DETAILED ACTION
Notice of Pre-AIA or AIA Status
The present application, filed on or after March 16, 2013, is being examined under the first inventor to file provisions of the AIA .
Election/Restrictions
Applicant’s election without traverse of Group I, claims 1-9 and 15-18 in the reply filed on 3/29/2025 is acknowledged.
Applicant’s election without traverse of:
Water-soluble polymers; namely, polyvinylpyrrolidone;
Tablets;
Ethanol,
in the reply filed on 3/29/2025 is acknowledged.
Claims 10-14, 19-20 remain withdrawn from further consideration pursuant to 37 CFR 1.142(b) as being drawn to a nonelected invention, there being no allowable generic or linking claim. Election was made without traverse in the reply filed on 3/29/2025.
Claims 5, 18 remain withdrawn from further consideration pursuant to 37 CFR 1.142(b) as being drawn to a nonelected species, there being no allowable generic or linking claim. Election was made without traverse in the reply filed on 3/29/2025.
Claim Rejections - 35 USC § 103
In the event the determination of the status of the application as subject to AIA 35 U.S.C. 102 and 103 (or as subject to pre-AIA 35 U.S.C. 102 and 103) is incorrect, any correction of the statutory basis (i.e., changing from AIA to pre-AIA ) for the rejection will not be considered a new ground of rejection if the prior art relied upon, and the rationale supporting the rejection, would be the same under either status.
The following is a quotation of 35 U.S.C. 103 which forms the basis for all obviousness rejections set forth in this Office action:
A patent for a claimed invention may not be obtained, notwithstanding that the claimed invention is not identically disclosed as set forth in section 102, if the differences between the claimed invention and the prior art are such that the claimed invention as a whole would have been obvious before the effective filing date of the claimed invention to a person having ordinary skill in the art to which the claimed invention pertains. Patentability shall not be negated by the manner in which the invention was made.
The factual inquiries for establishing a background for determining obviousness under 35 U.S.C. 103 are summarized as follows:
1. Determining the scope and contents of the prior art.
2. Ascertaining the differences between the prior art and the claims at issue.
3. Resolving the level of ordinary skill in the pertinent art.
4. Considering objective evidence present in the application indicating obviousness or nonobviousness.

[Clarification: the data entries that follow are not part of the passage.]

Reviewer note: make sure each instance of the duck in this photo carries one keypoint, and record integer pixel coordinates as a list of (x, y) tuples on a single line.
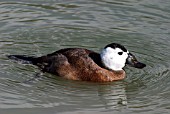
[(85, 65)]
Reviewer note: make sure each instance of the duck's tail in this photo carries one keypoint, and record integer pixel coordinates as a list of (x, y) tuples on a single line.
[(23, 59)]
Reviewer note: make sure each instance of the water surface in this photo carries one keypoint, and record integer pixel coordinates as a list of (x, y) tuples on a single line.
[(43, 26)]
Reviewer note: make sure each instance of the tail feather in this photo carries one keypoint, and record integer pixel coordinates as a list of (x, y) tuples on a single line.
[(23, 58)]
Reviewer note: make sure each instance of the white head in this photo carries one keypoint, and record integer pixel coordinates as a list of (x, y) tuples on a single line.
[(114, 56)]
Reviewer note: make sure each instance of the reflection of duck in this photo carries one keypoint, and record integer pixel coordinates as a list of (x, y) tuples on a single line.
[(86, 65)]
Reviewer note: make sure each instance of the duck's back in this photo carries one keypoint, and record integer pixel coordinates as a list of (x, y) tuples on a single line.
[(77, 64)]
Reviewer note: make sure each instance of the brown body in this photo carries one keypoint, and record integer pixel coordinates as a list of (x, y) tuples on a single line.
[(77, 64)]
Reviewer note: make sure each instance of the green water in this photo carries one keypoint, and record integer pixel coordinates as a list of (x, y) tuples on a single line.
[(38, 27)]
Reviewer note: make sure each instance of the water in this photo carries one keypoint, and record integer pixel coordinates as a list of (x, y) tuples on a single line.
[(43, 26)]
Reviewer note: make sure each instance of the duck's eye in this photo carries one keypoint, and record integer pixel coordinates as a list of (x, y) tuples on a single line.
[(120, 53)]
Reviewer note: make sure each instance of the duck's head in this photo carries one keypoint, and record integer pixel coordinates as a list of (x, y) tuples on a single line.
[(115, 56)]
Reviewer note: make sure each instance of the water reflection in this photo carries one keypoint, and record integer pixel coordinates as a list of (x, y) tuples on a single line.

This application currently names joint inventors. In considering patentability of the claims the examiner presumes that the subject matter of the various claims was commonly owned as of the effective filing date of the claimed invention(s) absent any evidence to the contrary. Applicant is advised of the obligation under 37 CFR 1.56 to point out the inventor and effective filing dates of each claim that was not commonly owned as of the effective filing date of the later invention in order for the examiner to consider the applicability of 35 U.S.C. 102(b)(2)(C) for any potential 35 U.S.C. 102(a)(2) prior art against the later invention.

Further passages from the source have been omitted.